To bridge this gap, the authors first harmonize definitions of bias and fairness using ISO/IEC 22989, ISO/IEC TR 24027, and recent scholarly work. Bias is defined as a systematic difference in treatment of individuals or groups; the paper distinguishes between desired bias (necessary for a model to discriminate between classes) and undesired bias (unfair societal impact). Fairness is described as treatment or outcomes that respect established facts, beliefs, and norms without favoritism or unjust discrimination, acknowledging that fairness is culturally and legally contextual.

The authors then present a taxonomy of bias sources. Traditional literature separates bias temporally into data bias, algorithmic bias, and interaction bias. ISO/IEC TR 24027 adds a spatial perspective (development, deployment, operation). By integrating both views, the paper proposes a “bias interaction loop” that visualizes how data collection, measurement selection, omitted variables, sampling, algorithm design, and user feedback can feed into each other, forming a closed feedback system. The loop underscores that mitigating bias at a single stage is insufficient; a holistic lifecycle approach is required.

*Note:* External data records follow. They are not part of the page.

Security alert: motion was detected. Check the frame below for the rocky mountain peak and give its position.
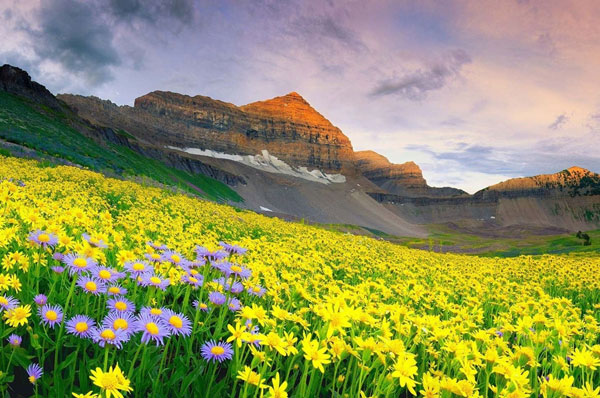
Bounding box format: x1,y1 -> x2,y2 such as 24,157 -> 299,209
0,64 -> 60,109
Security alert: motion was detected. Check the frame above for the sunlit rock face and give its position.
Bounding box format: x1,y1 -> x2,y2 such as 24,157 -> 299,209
61,91 -> 355,175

A comprehensive review of fairness metrics follows. The authors catalog group‑based measures (e.g., demographic parity, equalized odds, predictive parity), individual‑based measures (e.g., individual fairness, counterfactual fairness), and hybrid or utility‑based metrics (e.g., fairness‑aware loss functions, Pareto front analyses). For each metric they discuss applicability conditions (binary vs. multiclass, regression vs. classification, static vs. dynamic models) and typical trade‑offs (accuracy vs. fairness, multiple fairness notions simultaneously).

Recognizing that regulatory compliance demands concrete decision‑making, the core contribution is a decision‑support flowchart built on twelve selection criteria: legal jurisdiction, risk level, protected attributes, model purpose, performance constraints, data availability, stakeholder expectations, interpretability needs, deployment environment, monitoring capabilities, remediation options, and cost considerations. The flowchart guides users through a series of yes/no questions that narrow down the metric space to those that satisfy both regulatory mandates and technical feasibility.

The paper concludes with a discussion of challenges: metric incompatibility, the impossibility of satisfying all fairness notions simultaneously, the need for continuous monitoring, and the difficulty of operationalizing high‑level regulatory language. It calls for future work on quantitative integration of the bias interaction loop (e.g., Bayesian networks) and empirical validation of the flowchart across domains.

Overall, the study makes three valuable contributions: (1) a clear, standards‑aligned terminology bridge between policy and technical communities; (2) an enriched bias interaction model that captures both temporal and spatial dimensions; and (3) a pragmatic, criteria‑driven tool for practitioners to select context‑appropriate fairness metrics, thereby facilitating compliance with emerging AI regulations while maintaining model performance.